4) Tem gente que acha absurdo uma denominação querer preservar sua identidade. Acho mais do que natural. Os presbiterianos preservam a sua, os congregacionais, os batistas e os metodistas idem. Até mais do que nós. Na Igreja Presbiteriana, por exemplo, para ser ordenado ao ministério, o candidato a ministro deve empenhar palavra de honra que crê no Calvinismo e sempre pregará e ensinará o Calvinismo. E se ele, depois de ordenado, descumprir seus juramentos ordenatórios, sofrerá um processo para ser retirado do ministério. É assim que a coisa é tratada lá: como uma questão inegociável de consciência. Parece que nem sempre valorizamos isso, mas trata-se de algo muito importante. Deixe-me dar outro exemplo: alguém pode ser considerado ainda assembleiano se não crê mais no batismo no Espírito Santo? Seria coerência se dizer ainda assembleiano mesmo não se crendo mais nisso? A resposta, obviamente, é "não". Mas isso não significa que sairemos agora fazendo "caça às bruxas" para saber quem, no fundo, no fundo, pensa ou não assim nas ADs pelo Brasil. Até aqui, a coisa é um problema pessoal, de consciência da própria pessoa. O problema passa do forum pessoal quando a pessoa resolve confrontar sua denominação para que ela se curve à sua crença pessoal divergente, ou quando sai disseminando-a explicitamente na denominação, o que se constitui também uma atitude de confronto.

Graças a Deus, não vejo isso na Assembleia de Deus. Não vejo assembleianos calvinistas subindo no púlpito para confrontar pregando o Calvinismo. Aliás, eu acrescentaria também que, mesmo considerando que há, sim, um grande número de assembleianos que professam hoje alguma simpatia pelo Calvinismo, eles ainda parecem ser minoria em relação ao número de assembleianos inconscientemente semipelagianos por falta de ensino do que é o verdadeiro Ariminianismo. Não tenho nenhuma pesquisa científica para provar isso - é conclusão apenas do meu dia-a-dia viajando pelas ADs no Brasil. Portanto, posso estar equivocado, mas é o que me parece sinceramente.

Ambos os casos - assembleianos semipelagianos e assembleianos calvinistas - são fenômenos de um mesmo e antigo problema: a falta de ensinar o Arminianismo.

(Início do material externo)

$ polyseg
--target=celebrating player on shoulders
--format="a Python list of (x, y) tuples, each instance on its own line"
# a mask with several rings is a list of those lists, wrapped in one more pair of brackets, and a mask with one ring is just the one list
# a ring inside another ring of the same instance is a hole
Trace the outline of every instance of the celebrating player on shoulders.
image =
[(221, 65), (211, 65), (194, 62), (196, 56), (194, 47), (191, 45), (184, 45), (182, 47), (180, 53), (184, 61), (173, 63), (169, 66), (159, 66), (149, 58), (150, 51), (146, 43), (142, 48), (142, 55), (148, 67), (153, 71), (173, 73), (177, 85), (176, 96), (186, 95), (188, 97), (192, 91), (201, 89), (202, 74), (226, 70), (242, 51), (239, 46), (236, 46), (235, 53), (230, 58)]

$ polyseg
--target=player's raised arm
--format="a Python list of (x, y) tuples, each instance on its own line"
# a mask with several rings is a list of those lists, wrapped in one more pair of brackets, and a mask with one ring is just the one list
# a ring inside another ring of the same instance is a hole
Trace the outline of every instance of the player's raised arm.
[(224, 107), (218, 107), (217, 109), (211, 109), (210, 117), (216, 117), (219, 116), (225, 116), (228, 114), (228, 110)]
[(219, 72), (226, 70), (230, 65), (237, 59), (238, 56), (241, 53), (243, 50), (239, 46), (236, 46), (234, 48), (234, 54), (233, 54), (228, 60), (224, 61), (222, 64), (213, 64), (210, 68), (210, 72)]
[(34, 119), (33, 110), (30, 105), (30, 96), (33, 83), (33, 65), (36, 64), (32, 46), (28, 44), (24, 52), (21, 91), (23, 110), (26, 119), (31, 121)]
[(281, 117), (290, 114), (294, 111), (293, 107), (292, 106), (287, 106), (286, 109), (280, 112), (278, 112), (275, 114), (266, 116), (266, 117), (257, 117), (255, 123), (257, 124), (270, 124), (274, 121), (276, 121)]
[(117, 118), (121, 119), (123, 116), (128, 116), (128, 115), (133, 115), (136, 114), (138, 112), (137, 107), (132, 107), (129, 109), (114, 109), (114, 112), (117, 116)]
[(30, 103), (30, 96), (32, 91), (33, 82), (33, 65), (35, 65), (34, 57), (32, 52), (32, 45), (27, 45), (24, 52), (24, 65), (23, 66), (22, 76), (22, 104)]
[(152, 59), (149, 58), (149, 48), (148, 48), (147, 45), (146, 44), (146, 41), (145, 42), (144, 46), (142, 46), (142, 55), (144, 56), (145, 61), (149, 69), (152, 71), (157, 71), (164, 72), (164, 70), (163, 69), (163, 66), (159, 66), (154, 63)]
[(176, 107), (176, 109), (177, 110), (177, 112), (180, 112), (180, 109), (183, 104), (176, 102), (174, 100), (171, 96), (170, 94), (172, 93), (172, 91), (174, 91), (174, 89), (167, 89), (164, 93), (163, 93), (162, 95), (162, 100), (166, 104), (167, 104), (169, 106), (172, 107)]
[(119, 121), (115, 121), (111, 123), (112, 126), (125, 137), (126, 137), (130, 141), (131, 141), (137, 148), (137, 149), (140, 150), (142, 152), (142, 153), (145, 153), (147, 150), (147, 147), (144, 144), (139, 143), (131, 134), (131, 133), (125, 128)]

Enfim, voltando ao leito deste tópico, todos são livres para aderirem ao que crêem. Ninguém é obrigado a permanecer em um lugar que prega aquilo do que discorda. Permanecer em um lugar assim, guardando sua divergência só para si, é incoerente, mas ainda é aceitável. Mas brigar com toda a sua denominação por causa disso é mais do que incoerente: é gritantemente incoerente. Ainda mais que não estamos falando da hipótese apenas de alguém tentar mudar a identidade de toda uma denominação à sua imagem e semelhança, mas de também estar brigando para isso por causa de uma doutrina secundária (no caso do embate Arminianismo x Calvinismo, a mecânica da salvação, e não a mensagem e o método da salvação).

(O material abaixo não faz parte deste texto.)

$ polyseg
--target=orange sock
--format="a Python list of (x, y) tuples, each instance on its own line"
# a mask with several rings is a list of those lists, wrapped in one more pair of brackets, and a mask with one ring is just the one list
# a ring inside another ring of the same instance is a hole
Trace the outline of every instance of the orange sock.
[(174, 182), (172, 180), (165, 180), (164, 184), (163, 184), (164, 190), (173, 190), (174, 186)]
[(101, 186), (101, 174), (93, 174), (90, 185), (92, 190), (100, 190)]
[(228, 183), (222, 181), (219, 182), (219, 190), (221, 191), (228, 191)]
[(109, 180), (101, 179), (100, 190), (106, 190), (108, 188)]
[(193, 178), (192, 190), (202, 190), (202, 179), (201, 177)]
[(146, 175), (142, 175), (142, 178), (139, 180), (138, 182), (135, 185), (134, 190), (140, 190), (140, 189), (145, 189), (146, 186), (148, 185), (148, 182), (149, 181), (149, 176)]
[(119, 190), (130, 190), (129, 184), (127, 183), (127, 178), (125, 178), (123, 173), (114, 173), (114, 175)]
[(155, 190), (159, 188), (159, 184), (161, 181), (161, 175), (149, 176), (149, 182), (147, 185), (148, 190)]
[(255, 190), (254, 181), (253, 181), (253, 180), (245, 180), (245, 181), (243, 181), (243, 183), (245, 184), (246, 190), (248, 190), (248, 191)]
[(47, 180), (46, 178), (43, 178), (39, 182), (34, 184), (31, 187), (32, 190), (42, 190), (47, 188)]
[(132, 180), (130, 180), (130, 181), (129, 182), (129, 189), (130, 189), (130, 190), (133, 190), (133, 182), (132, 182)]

5) Ainda na referida entrevista ao blog “Teologia Pentecostal”, eu disse que “A Assembleia de Deus é do jeito que é não apenas por ser pentecostal, mas por ser também arminiana. Se a Assembleia de Deus deixa de ser arminiana, ela se torna outra coisa, e não mais o que é”.

Por incrível que pareça, houve gente que entendeu que eu estivesse dizendo que seja impossível um pentecostal ser também calvinista e vice-versa. Claro que não acho impossível um pentecostal ser calvinista. Estou falando em termos de identidade de uma denominação. Se a Assembleia de Deus deixa de ser arminiana para se tornar calvinista, ela simplesmente deixa de ser Assembleia de Deus. Ela se torna outra igreja, porque, como eu já disse, “a identidade consiste em tudo aquilo que nos faz ser o que somos”. A AD é o que é não apenas por ser pentecostal, mas por ser também arminiana. Faz parte de sua essência. Assim como uma Igreja Presbiteriana que se torna pentecostal deixa de ser Igreja Presbiteriana. Ela se torna outro tipo de igreja, mesmo que mantenha a mesma nomenclatura. Pode até manter muito do que tinha antes, mas já não é mais a mesma igreja. É outra bem diferente.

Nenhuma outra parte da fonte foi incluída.